You won’t meet your B vitamin needs from kale alone, but these contributions add up when kale is part of a varied diet. The folate in kale is particularly relevant for anyone trying to increase their intake through whole foods rather than supplements.

Vitamin E Across Kale Varieties

Kale contains tocopherols, the compounds that make up vitamin E. The amount varies noticeably by variety. Scarlet kale (a red-purple type) tested highest in total tocopherols among several cultivars studied, making it a better pick if vitamin E is a priority. Vitamin E acts as an antioxidant, protecting cell membranes from oxidative stress, and plays a role in immune function and skin health.

How to Get the Most From Kale’s Vitamins

Kale contains both water-soluble vitamins (C, B vitamins) and fat-soluble vitamins (K, A, E). This distinction matters for how you prepare it. The fat-soluble vitamins and carotenoids need dietary fat to be absorbed efficiently. Research from the University of Missouri found that pairing kale with olive oil, mayonnaise, or an oil-based dressing significantly increased carotenoid absorption, regardless of whether the kale was raw or cooked. Simply drizzling olive oil on a kale salad or sautéing it in a little fat makes a real difference.

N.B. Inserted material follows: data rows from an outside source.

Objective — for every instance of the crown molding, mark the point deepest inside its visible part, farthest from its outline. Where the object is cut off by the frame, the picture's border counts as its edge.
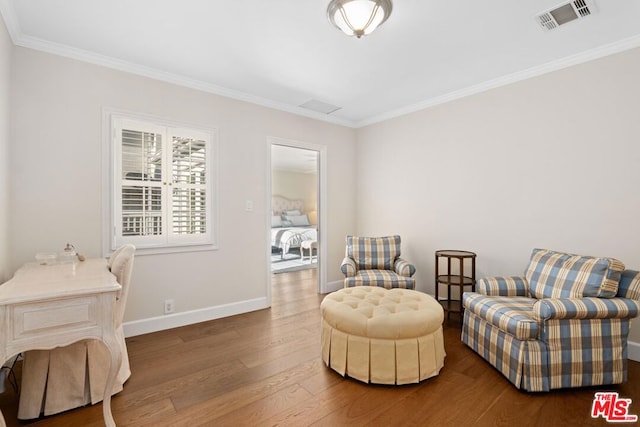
(10, 20)
(19, 39)
(586, 56)
(152, 73)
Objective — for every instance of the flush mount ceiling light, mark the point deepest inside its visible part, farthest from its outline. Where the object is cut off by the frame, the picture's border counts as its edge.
(358, 17)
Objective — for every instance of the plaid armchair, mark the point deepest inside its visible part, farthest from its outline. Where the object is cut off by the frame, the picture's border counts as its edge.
(563, 324)
(375, 261)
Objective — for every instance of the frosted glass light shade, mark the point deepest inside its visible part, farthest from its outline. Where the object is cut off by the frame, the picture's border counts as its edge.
(358, 17)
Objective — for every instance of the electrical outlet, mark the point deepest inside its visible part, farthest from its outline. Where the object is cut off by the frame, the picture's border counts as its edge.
(168, 306)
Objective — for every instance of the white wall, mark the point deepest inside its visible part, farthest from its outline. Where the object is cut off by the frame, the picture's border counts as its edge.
(56, 161)
(551, 162)
(6, 48)
(296, 186)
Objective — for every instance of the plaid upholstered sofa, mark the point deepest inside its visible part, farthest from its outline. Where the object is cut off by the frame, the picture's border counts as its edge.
(563, 324)
(375, 261)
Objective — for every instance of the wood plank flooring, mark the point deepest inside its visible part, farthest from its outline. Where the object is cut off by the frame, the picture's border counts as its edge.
(264, 369)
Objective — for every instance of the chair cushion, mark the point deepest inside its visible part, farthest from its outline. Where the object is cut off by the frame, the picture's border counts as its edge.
(629, 286)
(373, 252)
(560, 275)
(510, 314)
(383, 278)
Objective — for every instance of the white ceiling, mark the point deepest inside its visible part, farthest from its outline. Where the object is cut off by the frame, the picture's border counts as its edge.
(283, 53)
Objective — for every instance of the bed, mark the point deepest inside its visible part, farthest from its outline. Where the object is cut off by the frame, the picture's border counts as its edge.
(290, 225)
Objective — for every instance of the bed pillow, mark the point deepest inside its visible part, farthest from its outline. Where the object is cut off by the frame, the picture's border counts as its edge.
(297, 220)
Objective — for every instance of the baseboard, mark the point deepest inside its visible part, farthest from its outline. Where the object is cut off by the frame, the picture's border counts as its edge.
(633, 351)
(334, 286)
(169, 321)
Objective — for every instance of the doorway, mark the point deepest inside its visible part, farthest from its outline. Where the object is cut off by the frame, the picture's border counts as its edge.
(296, 206)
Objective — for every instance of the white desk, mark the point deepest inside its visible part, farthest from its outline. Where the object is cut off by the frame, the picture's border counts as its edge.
(47, 306)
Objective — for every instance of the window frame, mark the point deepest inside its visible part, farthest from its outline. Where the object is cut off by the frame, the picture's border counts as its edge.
(167, 242)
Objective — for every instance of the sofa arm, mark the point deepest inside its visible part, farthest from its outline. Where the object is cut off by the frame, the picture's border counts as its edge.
(511, 286)
(348, 267)
(585, 308)
(403, 268)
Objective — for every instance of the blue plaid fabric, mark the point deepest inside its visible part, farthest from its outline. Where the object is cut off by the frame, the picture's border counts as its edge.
(558, 275)
(375, 261)
(373, 252)
(510, 314)
(595, 355)
(629, 286)
(503, 286)
(555, 339)
(383, 278)
(586, 308)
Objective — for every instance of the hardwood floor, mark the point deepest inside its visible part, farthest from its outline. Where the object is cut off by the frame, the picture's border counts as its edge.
(264, 368)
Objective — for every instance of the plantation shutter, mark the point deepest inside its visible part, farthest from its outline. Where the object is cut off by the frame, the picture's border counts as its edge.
(163, 187)
(189, 199)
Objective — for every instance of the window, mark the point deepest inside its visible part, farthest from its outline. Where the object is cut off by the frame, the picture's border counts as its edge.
(162, 192)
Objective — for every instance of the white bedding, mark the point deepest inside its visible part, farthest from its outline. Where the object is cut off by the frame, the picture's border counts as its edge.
(285, 238)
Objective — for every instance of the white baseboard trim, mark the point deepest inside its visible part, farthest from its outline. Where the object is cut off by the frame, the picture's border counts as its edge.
(169, 321)
(334, 286)
(633, 351)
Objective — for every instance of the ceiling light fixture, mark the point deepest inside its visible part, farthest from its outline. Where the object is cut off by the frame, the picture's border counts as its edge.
(358, 17)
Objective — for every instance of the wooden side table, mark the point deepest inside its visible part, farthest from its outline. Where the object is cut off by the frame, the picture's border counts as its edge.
(459, 279)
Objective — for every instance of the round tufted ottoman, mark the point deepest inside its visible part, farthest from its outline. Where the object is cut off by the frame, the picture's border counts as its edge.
(382, 336)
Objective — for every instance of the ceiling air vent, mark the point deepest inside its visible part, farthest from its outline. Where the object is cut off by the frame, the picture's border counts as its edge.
(319, 106)
(565, 12)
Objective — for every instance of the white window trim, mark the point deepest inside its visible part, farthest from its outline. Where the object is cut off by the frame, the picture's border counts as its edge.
(108, 185)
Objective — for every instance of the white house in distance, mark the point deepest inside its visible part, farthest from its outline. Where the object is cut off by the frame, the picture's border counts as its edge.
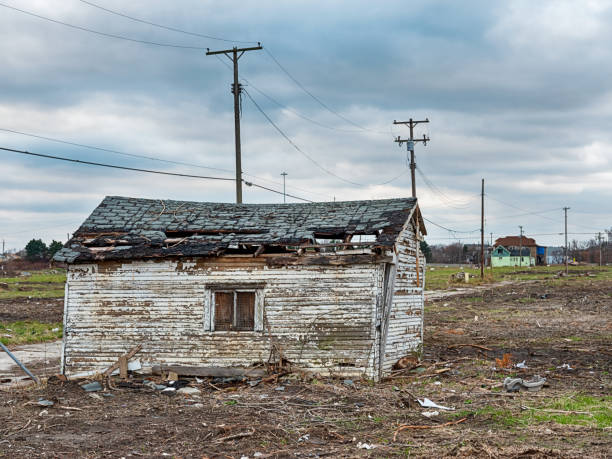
(334, 288)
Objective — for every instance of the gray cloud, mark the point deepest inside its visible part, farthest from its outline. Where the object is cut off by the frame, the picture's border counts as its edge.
(517, 92)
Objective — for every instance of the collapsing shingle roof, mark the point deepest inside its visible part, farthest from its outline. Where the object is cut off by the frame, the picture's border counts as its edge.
(124, 228)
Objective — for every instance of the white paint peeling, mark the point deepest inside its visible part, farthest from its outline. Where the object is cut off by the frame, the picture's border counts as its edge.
(321, 318)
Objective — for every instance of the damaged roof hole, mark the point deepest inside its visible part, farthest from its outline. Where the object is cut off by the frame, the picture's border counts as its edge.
(188, 233)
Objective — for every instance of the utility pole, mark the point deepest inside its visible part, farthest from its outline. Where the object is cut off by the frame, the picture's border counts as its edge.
(284, 174)
(491, 256)
(598, 238)
(410, 146)
(565, 209)
(482, 231)
(521, 248)
(236, 53)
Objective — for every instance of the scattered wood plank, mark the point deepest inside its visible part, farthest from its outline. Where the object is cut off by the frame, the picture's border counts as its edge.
(209, 372)
(128, 355)
(477, 346)
(235, 436)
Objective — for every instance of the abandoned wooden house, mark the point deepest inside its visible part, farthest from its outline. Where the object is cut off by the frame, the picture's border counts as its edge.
(334, 288)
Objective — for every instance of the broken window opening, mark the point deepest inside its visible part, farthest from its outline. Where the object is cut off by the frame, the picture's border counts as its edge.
(234, 310)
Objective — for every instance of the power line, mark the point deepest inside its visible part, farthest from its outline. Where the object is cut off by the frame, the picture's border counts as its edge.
(113, 166)
(310, 158)
(444, 198)
(108, 150)
(527, 212)
(315, 98)
(153, 158)
(161, 26)
(104, 34)
(295, 112)
(448, 229)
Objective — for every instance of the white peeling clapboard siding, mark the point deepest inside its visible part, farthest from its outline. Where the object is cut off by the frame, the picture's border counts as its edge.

For the water-soluble vitamins, the main enemy is prolonged cooking in water. Steaming or quick sautéing preserves more vitamin C than boiling does. Raw kale retains the most, which is one reason massaged kale salads have become popular.

Kale’s Calcium Advantage

While not a vitamin, kale’s mineral profile is worth noting because it directly affects how useful the vitamins are. Kale is a low-oxalate vegetable, which gives it a major advantage over spinach when it comes to calcium absorption. Oxalates are compounds that bind to calcium and prevent your body from using it. A study published in The American Journal of Clinical Nutrition found that calcium absorption from kale averaged about 41%, compared to 32% from milk. Spinach, despite containing more total calcium on paper, delivers far less because its high oxalate content blocks most of it.

Goitrogens: A Real but Manageable Concern

Kale contains progoitrin, a compound that can be converted into goitrin by an enzyme called myrosinase. Goitrin interferes with thyroid hormone production by blocking iodine uptake in the thyroid gland. In animal studies, sustained goitrin exposure led to reduced thyroid function and gland enlargement.

Cooking kale destroys the myrosinase enzyme, which prevents the conversion of progoitrin into its active goitrogenic form. This means cooked kale poses less thyroid concern than raw kale. For most people with normal thyroid function and adequate iodine intake, eating kale in typical dietary amounts is not a problem. If you have an existing thyroid condition or eat very large quantities of raw kale daily, cooking it is a simple way to reduce any risk.